Eccessivamente piramidale

Incominciò a parlarmi della Chiesa «eccessivamente piramidale», chiamando in causa il cardinale Ratzinger, che conosceva dal 1962. «Era una persona molto gentile e cordiale. In seguito i nostri contatti divennero meno frequenti. Quando divenni presidente della Pontificia accademia ecclesiastica, ebbi modo di incontrarlo ancora e, più di frequente, quando fui membro della Congregazione per i vescovi per tre anni.

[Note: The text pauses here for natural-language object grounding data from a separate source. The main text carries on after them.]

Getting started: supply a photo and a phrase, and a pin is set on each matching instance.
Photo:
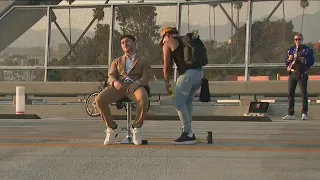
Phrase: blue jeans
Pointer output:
(186, 86)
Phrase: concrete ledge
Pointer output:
(202, 118)
(19, 116)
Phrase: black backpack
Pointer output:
(195, 53)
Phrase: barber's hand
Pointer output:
(117, 85)
(132, 87)
(290, 58)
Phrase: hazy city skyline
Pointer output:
(199, 14)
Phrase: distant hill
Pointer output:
(311, 31)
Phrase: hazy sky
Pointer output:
(198, 13)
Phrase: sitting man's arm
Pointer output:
(146, 74)
(113, 72)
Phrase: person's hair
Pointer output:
(173, 32)
(128, 36)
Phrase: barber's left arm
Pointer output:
(309, 58)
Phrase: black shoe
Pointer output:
(185, 139)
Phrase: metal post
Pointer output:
(178, 21)
(47, 51)
(248, 42)
(111, 35)
(129, 106)
(128, 138)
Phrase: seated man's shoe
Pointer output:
(288, 117)
(111, 135)
(184, 139)
(136, 136)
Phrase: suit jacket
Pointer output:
(141, 70)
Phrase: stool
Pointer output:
(128, 138)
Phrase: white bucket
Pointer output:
(20, 100)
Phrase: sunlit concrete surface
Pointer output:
(64, 148)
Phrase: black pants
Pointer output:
(303, 82)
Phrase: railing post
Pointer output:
(248, 42)
(112, 15)
(48, 39)
(178, 24)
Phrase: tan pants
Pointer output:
(110, 95)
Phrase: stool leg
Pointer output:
(128, 139)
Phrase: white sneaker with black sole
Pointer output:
(111, 135)
(289, 117)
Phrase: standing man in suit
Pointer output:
(299, 59)
(127, 76)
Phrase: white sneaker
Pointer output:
(136, 136)
(111, 135)
(288, 117)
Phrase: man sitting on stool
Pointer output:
(127, 76)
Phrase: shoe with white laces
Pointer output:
(111, 135)
(136, 136)
(289, 117)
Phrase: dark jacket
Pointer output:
(307, 54)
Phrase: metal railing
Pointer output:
(246, 65)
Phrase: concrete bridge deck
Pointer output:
(65, 148)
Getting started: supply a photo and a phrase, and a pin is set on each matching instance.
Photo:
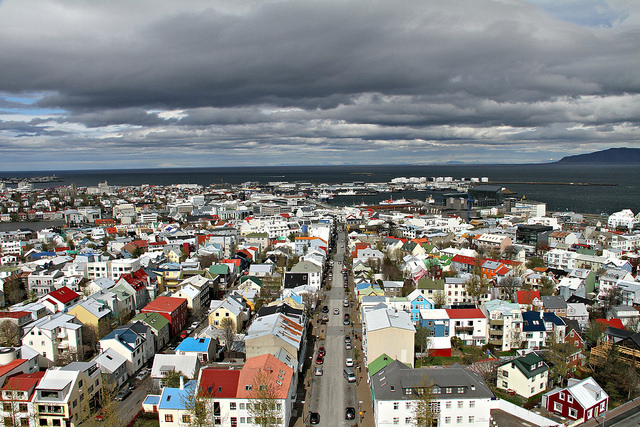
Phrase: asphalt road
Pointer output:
(331, 393)
(129, 407)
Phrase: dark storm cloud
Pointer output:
(294, 76)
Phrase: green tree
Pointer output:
(198, 406)
(9, 334)
(535, 262)
(548, 287)
(228, 332)
(263, 405)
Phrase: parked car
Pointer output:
(122, 394)
(350, 413)
(314, 418)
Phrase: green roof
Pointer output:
(219, 269)
(426, 283)
(154, 320)
(379, 363)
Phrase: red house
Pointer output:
(580, 400)
(172, 309)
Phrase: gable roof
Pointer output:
(219, 383)
(64, 295)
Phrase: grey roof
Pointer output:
(553, 302)
(391, 382)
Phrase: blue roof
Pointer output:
(532, 322)
(174, 398)
(152, 399)
(553, 318)
(194, 345)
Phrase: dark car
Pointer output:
(122, 394)
(314, 418)
(350, 413)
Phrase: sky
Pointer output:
(146, 84)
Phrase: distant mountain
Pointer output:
(612, 155)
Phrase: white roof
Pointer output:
(387, 318)
(587, 392)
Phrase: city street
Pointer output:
(331, 393)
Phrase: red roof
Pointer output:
(526, 297)
(165, 304)
(64, 295)
(464, 259)
(465, 313)
(6, 369)
(13, 314)
(221, 383)
(614, 323)
(24, 382)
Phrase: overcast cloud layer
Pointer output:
(121, 84)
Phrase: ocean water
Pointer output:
(587, 199)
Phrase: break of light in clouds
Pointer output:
(117, 84)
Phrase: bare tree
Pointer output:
(424, 413)
(228, 332)
(263, 405)
(198, 406)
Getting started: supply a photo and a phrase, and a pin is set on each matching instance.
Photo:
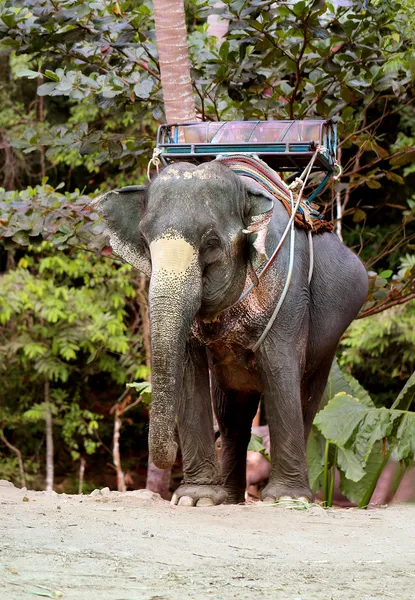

Fu la Svizzera, dov’ero nunzio, a raffreddare i nostri rapporti. In una riunione di preti, a una domanda sul celibato, risposi: “Non credo che cambierà qualcosa sotto il pontificato di Giovanni Paolo II, poi lo Spirito Santo ci guiderà”. Il card. Ratzinger mi segnalò alla Segreteria di stato perché criticavo la disciplina ecclesiastica. La cosa si ripeté quattro volte».

Rauber parlò della sua attività nella diplomazia vaticana. «Sono stato in servizio per ben 43 anni, di cui 26 come nunzio. Il più bel periodo lo trascorsi con mons. Benelli, di cui sono stato segretario per dieci anni. Era un uomo eccezionale e strano. Urlava, ma aveva un grande cuore. Conosceva bene l’arte della diplomazia. Un conservatore intelligente».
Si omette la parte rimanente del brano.